Across the continent, the political arrow is sliding to the extreme right as people despair at politicians inability to address a problem that appears to have become inherent to the nature of Europe. But to accept that premise is to relinquish not only all hope of restoring harmony, but to go against the fundamental nature of Europe itself.
For a long time Europe has lived under the illusion that its borders are impermeable, eternal even, yet that has never been the case. The internal crisis reflects a broader, more acute malaise just beyond its borders. For the last fifteen years we have watched the ongoing chaos in Iraq, without considering the consequences of such intervention. For decades we have lent support to corrupt regimes across the region, turning a blind eye to the injustice and suffering they caused.
All that changed in 2011, when a movement swept across the region undoing everything. The upheavals of the Arab Spring were inevitable. Sooner or later, as increasingly youthful populations saw no future for themselves, there had to come a time when the call for change would be impossible to ignore.
The current situation is the outcome of numerous factors, many of which Europe had a hand in; whether we go back to the Sykes-Picot agreement of 1916, the Balfour Declaration or the 2003 invasion of Iraq. Europe has been involved in the Middle East for a very long time.
It’s impossible to separate those actions from the current situation. Action or inaction, the question has always been one of moral responsibility, and Europe has not always been true to its own avowed values. The consequences are visible in the hundreds of thousands of refugees seeking shelter in Europe, and in the disenfranchised few who have turned to violence.
Europe today is the creation of its own history. The memory of the imperial power it once yielded is reflected in the diversity of its current society. Yet until Europe embraces its own reality it will remain at odds with itself.

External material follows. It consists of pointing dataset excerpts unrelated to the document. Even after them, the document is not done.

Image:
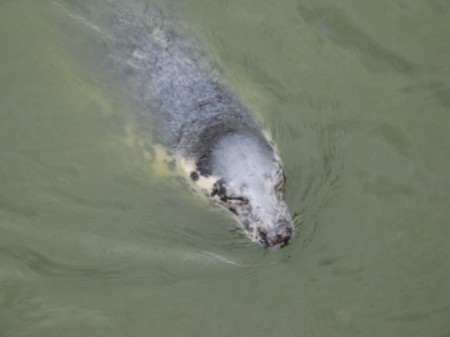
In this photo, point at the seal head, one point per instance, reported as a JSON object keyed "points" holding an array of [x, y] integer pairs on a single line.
{"points": [[246, 176]]}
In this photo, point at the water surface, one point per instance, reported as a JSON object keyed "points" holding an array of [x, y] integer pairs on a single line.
{"points": [[97, 238]]}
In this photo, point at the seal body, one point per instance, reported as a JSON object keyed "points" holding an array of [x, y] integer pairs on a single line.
{"points": [[209, 130]]}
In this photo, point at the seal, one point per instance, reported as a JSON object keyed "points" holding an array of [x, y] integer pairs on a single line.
{"points": [[212, 134]]}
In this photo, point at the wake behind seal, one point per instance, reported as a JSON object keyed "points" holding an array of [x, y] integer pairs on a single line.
{"points": [[211, 133]]}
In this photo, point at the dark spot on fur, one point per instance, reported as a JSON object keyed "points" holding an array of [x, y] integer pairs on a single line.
{"points": [[194, 176], [219, 190]]}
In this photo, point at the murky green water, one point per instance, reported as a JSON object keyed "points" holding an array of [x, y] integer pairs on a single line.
{"points": [[95, 241]]}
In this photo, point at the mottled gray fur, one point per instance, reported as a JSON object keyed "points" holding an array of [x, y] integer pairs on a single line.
{"points": [[195, 114]]}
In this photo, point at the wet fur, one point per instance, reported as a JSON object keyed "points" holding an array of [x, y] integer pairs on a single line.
{"points": [[195, 114]]}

We can no longer divide the world into separate pockets. Once upon a time maybe, but that age is over. In today’s fluid world everything flows together and rather than trying to stem the tide we must begin to ask serious questions of ourselves and of our shared future together.
A simple glance at the sectarian strife outside the continent illustrates how unique and successful Europe has been. Tolerance is fundamental to what Europe stands for. Human rights, anti-discrimination laws that protect civil society; in all of these matters Europe has set a standard.
Many Europeans, made weary by economic decline and a lack of opportunity, see only a threat in the migrants who pass them by in the streets. The other side of that same coin is the despair that drives hundreds of young people to turn their backs on Europe and put their faith in the idea of a restored caliphate in Syria and Iraq.
The utopian vision of the Far Right is as delusional as that of the Islamic State which dreams of a return to a golden age. Somehow we must work to bring the New Europeans into the picture, from beyond what Ta-Nehisi Coates calls, the visible spectrum. We must create a new space, a new vernacular that addresses the despair of social ostracism and prejudice, that embraces the very values that define Europe; justice, equality, fraternity. Without this, the notion of civilsation is an hollow shell.
Jacques Derrida articulated the idea that being European means to inherit responsibility for asking what Europe is, particularly with regard to the non-European. We must define Europe by its commitment to the notion of openness out of which it emerged. Throughout history Europe has grown not by turning away from the world, but by embracing it. Now seems like a good time to remember that.